Fourth, migration as a managed problem, not a moral insult. Rubio’s emphasis on mass migration landed in Europe as political theatre, but Europe’s leaders cannot dismiss the underlying pressures. Reconciliation requires a shared approach — external border management, returns agreements, development policy that is honest about limits, and internal integration policies that are not simply slogans. The point is not to import American rhetoric into Europe, or European moralising into America, but to admit that social cohesion is a security variable.
Fifth, Ukraine negotiations with Europe structurally included. If Geneva talks or any future format is to produce something durable, Europe must be present in a defined role — not merely as a donor, but as a guarantor and implementer. Zelenskyy’s insistence on European involvement should be treated as a design requirement, not a complaint. America can still lead — but leadership that excludes the actors who will enforce the outcome is not leadership, it is improvisation.
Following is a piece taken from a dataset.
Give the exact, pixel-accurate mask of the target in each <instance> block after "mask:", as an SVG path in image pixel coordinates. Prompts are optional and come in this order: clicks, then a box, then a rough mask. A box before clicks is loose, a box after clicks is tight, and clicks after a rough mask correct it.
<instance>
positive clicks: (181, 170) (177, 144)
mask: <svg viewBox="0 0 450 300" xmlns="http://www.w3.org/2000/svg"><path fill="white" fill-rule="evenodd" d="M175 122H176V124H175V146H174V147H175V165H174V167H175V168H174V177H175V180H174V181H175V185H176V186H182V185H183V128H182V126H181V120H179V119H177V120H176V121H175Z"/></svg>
Munich’s message — the alliance survives by changing her shape
The Munich Security Conference has no binding communique — it is a forum, not a negotiating chamber. Its value lies in revealing what leaders will say aloud when the diplomatic curtains are drawn back. Over these two days, Europe and America both claimed the language of unity, but the disagreement was about the kind of unity that matters.
If the United States wants a West that acts, she must accept a Europe that decides. If Europe wants autonomy, it must accept responsibility — not as an aspiration, but as spending, production and command arrangements that work under stress. In Munich the argument was not whether the West breaks apart. It was whether she can be redesigned fast enough to avoid being broken for her.